Gemäß der im Verwaltungsakt befindlichen Geburtsurkunde von L B. ist deren Vater der Ehemann der Beschwerdeführerin, A B. Nach den - unbestrittenen - Feststellungen im angefochtenen Bescheid liegt eine gegenteilige gerichtliche Entscheidung nicht vor. Weder aus dem angefochtenen Bescheid noch aus dem Verwaltungsakt geht hervor, dass A B. die Vaterschaft von L B. ausdrücklich bestritten hätte. Obwohl die Beschwerdeführerin bereits in ihren Stellungnahmen vom 25. August und insbesondere vom 11. September 2006 darauf hingewiesen hat, dass ihre Tochter österreichische Staatsbürgerin und gegenüber der Beschwerdeführerin unterhaltsberechtigt sei, hat sich die belangte Behörde nicht mit den Auswirkungen der aufenthaltsbeendigenden Maßnahme auf die Lebenssituation der Familie der Beschwerdeführerin - insbesondere auf deren Tochter im Kleinkindalter - auseinander gesetzt.

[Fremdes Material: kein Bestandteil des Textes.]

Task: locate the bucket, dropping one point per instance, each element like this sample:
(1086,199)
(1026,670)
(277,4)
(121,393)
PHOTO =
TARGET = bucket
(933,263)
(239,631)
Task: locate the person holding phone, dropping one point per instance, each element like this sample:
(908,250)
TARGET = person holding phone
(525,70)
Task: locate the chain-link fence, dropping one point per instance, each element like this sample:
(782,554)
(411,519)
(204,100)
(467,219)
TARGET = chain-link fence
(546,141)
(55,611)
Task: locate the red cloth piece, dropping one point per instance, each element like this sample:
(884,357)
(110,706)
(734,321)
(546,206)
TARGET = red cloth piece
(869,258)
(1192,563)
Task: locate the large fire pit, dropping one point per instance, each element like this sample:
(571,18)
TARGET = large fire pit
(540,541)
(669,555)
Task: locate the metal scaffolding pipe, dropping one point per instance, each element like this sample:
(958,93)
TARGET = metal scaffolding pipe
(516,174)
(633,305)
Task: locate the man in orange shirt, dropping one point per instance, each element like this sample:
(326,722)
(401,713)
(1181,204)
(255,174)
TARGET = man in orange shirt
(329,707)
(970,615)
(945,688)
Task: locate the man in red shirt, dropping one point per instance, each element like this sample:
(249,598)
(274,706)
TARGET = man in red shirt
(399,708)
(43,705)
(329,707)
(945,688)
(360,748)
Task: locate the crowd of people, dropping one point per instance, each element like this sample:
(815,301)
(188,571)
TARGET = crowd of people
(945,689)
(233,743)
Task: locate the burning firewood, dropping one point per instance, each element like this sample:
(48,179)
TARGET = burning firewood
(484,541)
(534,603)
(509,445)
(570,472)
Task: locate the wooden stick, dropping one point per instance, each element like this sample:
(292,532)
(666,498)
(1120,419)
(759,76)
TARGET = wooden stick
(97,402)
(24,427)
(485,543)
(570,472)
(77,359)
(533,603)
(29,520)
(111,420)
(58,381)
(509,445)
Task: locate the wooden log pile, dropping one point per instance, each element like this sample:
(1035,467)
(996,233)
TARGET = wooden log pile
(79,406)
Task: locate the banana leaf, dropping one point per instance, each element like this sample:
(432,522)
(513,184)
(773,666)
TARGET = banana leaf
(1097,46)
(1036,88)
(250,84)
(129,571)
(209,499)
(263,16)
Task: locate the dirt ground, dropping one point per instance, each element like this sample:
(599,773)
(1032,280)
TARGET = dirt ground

Dieser Verfahrensmangel ist relevant, könnte doch bei einem Angewiesensein eines Kindes mit österreichischer Staatsangehörigkeit auf die Pflege und Obsorge durch seine Mutter eine aufenthaltsbeendigende Maßnahme gegen die Mutter eine Verletzung nach Art. 8 EMRK darstellen, wenn dem Kind eine Ausreise mit der Mutter nicht zumutbar wäre (vgl. das hg. Erkenntnis vom 27. März 2007, Zl. 2006/21/0376, sowie das Urteil des EGMR vom 31. Jänner 2006, Nr. 50435/99 - Rodriguez da Silva und Hoogkamer gegen die Niederlande).

4. Da es dem Gerichtshof somit verwehrt ist, die Rechtmäßigkeit des angefochtenen Bescheides auch im Hinblick auf die Interessenabwägung nach § 66 iVm § 60 Abs. 6 FPG überprüfen zu können, war der angefochtene Bescheid gemäß § 42 Abs. 2 Z. 3 lit. b und c VwGG aufzuheben.

5. Die Kostenentscheidung beruht auf den §§ 47 ff VwGG in Verbindung mit der VwGH-Aufwandersatzverordnung BGBl. II Nr. 455/2008. Das auf Ersatz von Umsatzsteuer gerichtete Mehrbegehren war abzuweisen, weil diese in dem Pauschalsatz bereits enthalten ist.